Releases: DragonHPC/dragon
Nidhogg
Dragon 0.10 Release Summary
This release adds support for infiniband networks, checkpointing to the distributed dictionary, and provides initial support for telemetry monitoring via a Grafana frontend. Other features include:
- Complete overhaul of ProcessGroup to improve reliability and user debugging
- Performance improvements in HSTA
- Better exception handling and logging
- Better support for specifying placement of processes
- Addition of a
dragon-activate
script to make it easier to set-up runtime environment - Improved stability for the Distributed Dictionary and runtime overall
Two sets of packages are below. The ones with "HSN" in the name include the RDMA-based transport feature for both slingshot and infiniband networks. The other packages use the TCP-based transport and will work on generic clusters and single node/laptops/etc. Note that the TCP-based transport package may not scale for some use cases above 16 nodes.
Raiju
Dragon 0.9 Release Summary
This release augments scalability and performance for launching 10k or more processes and greatly improves distributed dictionary performanace. Other highlighted features are:
- Improvements to ProcessGroup to provide better user experience and performance
- Improve launch time for large numbers of processes by enabling batch launch
- New implementation for distributed dictionary that improves performance and scalability
- Support for placement of processes via Policy API
- Bug fix for launching a Pool of pools
Two sets of packages are below. The ones with "CRAYEX" in the name include the RDMA-based transport feature and are for Cray EX systems only. The other packages use the TCP-based transport and will work on generic clusters and single node/laptops/etc. Note that the TCP-based transport package may not scale for some use cases above 16 nodes.
Watatsumi
Dragon 0.8 Release Summary
This package introduces new features that enhance portability, further optimize performance at scale, and increase usability with packages that rely on Python multiprocessing derivatives. Highlighted new features are:
- Ability for high speed transport agent to use multiple NICs (Cray EX packages only)

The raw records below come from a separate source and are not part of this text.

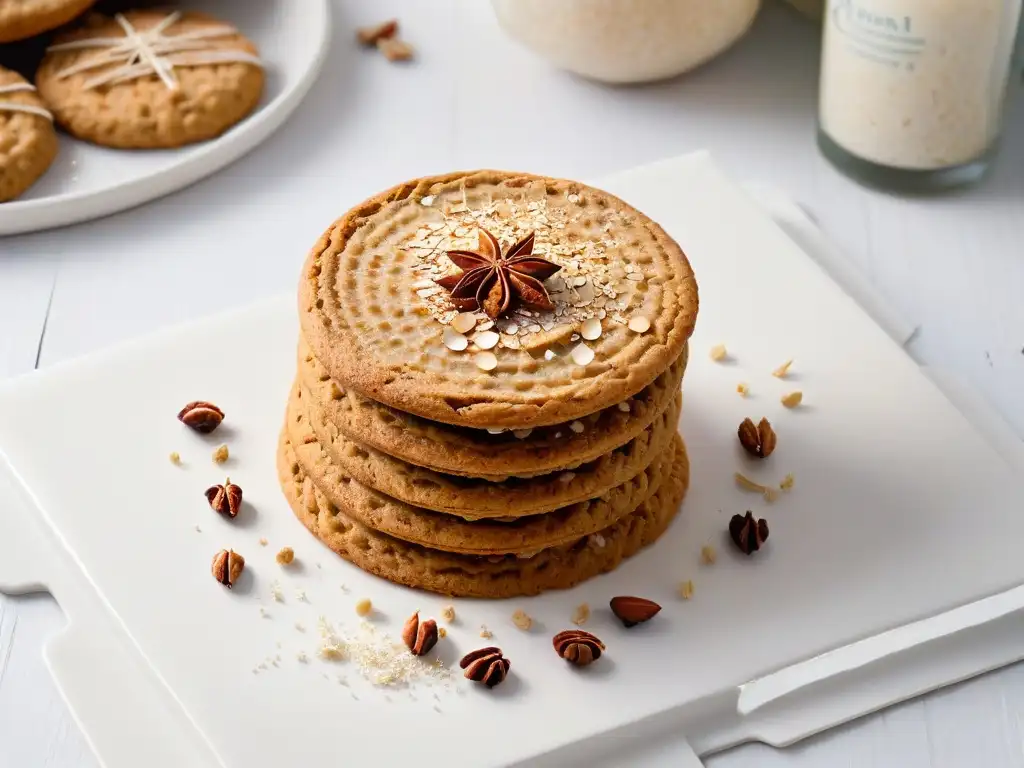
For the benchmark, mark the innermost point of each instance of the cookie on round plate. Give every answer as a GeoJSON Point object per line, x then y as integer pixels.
{"type": "Point", "coordinates": [28, 141]}
{"type": "Point", "coordinates": [148, 79]}
{"type": "Point", "coordinates": [25, 18]}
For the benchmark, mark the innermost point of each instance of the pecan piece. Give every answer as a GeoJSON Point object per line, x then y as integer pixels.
{"type": "Point", "coordinates": [226, 499]}
{"type": "Point", "coordinates": [419, 637]}
{"type": "Point", "coordinates": [485, 666]}
{"type": "Point", "coordinates": [201, 416]}
{"type": "Point", "coordinates": [226, 567]}
{"type": "Point", "coordinates": [578, 647]}
{"type": "Point", "coordinates": [749, 532]}
{"type": "Point", "coordinates": [633, 610]}
{"type": "Point", "coordinates": [757, 440]}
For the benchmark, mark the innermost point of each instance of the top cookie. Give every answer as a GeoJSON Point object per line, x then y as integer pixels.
{"type": "Point", "coordinates": [151, 79]}
{"type": "Point", "coordinates": [24, 18]}
{"type": "Point", "coordinates": [594, 304]}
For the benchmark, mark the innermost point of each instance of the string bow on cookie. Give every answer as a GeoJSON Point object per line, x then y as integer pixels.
{"type": "Point", "coordinates": [152, 51]}
{"type": "Point", "coordinates": [15, 107]}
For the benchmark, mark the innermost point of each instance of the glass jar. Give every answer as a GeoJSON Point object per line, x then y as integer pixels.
{"type": "Point", "coordinates": [911, 91]}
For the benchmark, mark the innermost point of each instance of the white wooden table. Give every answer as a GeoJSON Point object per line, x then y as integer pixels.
{"type": "Point", "coordinates": [953, 265]}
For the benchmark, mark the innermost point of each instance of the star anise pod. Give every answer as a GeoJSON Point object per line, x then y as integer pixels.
{"type": "Point", "coordinates": [492, 281]}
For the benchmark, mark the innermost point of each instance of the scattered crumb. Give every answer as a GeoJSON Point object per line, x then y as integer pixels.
{"type": "Point", "coordinates": [394, 49]}
{"type": "Point", "coordinates": [792, 399]}
{"type": "Point", "coordinates": [747, 483]}
{"type": "Point", "coordinates": [522, 621]}
{"type": "Point", "coordinates": [275, 592]}
{"type": "Point", "coordinates": [781, 371]}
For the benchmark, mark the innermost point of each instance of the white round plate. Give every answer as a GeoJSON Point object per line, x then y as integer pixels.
{"type": "Point", "coordinates": [87, 181]}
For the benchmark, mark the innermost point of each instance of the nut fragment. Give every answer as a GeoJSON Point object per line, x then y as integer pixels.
{"type": "Point", "coordinates": [485, 666]}
{"type": "Point", "coordinates": [782, 371]}
{"type": "Point", "coordinates": [633, 610]}
{"type": "Point", "coordinates": [757, 440]}
{"type": "Point", "coordinates": [227, 566]}
{"type": "Point", "coordinates": [371, 35]}
{"type": "Point", "coordinates": [224, 500]}
{"type": "Point", "coordinates": [419, 636]}
{"type": "Point", "coordinates": [748, 532]}
{"type": "Point", "coordinates": [202, 416]}
{"type": "Point", "coordinates": [578, 647]}
{"type": "Point", "coordinates": [394, 49]}
{"type": "Point", "coordinates": [792, 399]}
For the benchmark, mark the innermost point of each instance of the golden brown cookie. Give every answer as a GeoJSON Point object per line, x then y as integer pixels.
{"type": "Point", "coordinates": [477, 453]}
{"type": "Point", "coordinates": [24, 18]}
{"type": "Point", "coordinates": [474, 499]}
{"type": "Point", "coordinates": [151, 79]}
{"type": "Point", "coordinates": [494, 577]}
{"type": "Point", "coordinates": [600, 300]}
{"type": "Point", "coordinates": [28, 141]}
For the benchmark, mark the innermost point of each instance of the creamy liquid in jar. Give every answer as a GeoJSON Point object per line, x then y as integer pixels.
{"type": "Point", "coordinates": [915, 84]}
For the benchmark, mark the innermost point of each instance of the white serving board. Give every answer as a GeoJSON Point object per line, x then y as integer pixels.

- Use of libfabric for high speed transport RDMA operations (Cray EX packages only)
- Improved performance of launcher start up time for allocations of more than ~100 nodes.
- Enhanced testing pipeline for Python 3.10 and 3.11
- Added documentation for Overlay Network and a cookbook entry for using the PyTorch native Dataloader over a Distributed Dictionary
- Fixed PMI patching for PBS/Pals, Overlay Network port conflict and exit signaling, detach/destroy of memory pools.
- Fixed numpy scaling test to be able to efficiently scale to 64+ nodes
Two sets of packages are below. The ones with "CRAYEX" in the name include the RDMA-based transport feature and are for Cray EX systems only. The other packages use the TCP-based transport and will work on generic clusters and single node/laptops/etc. Note that the TCP-based transport package may not scale for some use cases above 16 nodes.
Zennyo
Dragon 0.61 Release Summary
This package is the first to extend Dragon beyond support for Python multiprocessing. The key new feature is support for running collections of executables, including executables that require support for PMI (e.g., MPI). PMI support is currently limited to executables using Cray PMI, such as those linked with Cray MPICH. The process group feature is also utilized for scalable multiprocessing Pool, which can now scale to thousands of workers. Highlighted new features are:
- ProcessGroup API for scalable management of processes
- Initial support for managing process requiring PMI (e.g., MPI)
- Rewrite of mp.Pool utilizing ProcessGroup
- mp.Array
- HPC workflow cookbook entry orchestrating MPI and Python processes
- Processing pipeline cookbook example
- LICENSE is now MIT
To extract the package,
tar -zxvf dragon-0.61-100f20e0.tar.gz
Then you can change to the dragon-0.61 directory and follow directions given in the INSTALL.md file to install it on your system.
NOTE: Installing this package requires a Linux environment with a compatible GLIBC library. Additional requirements are listed in our documentation at dragonhpc.org under the heading "Getting Started".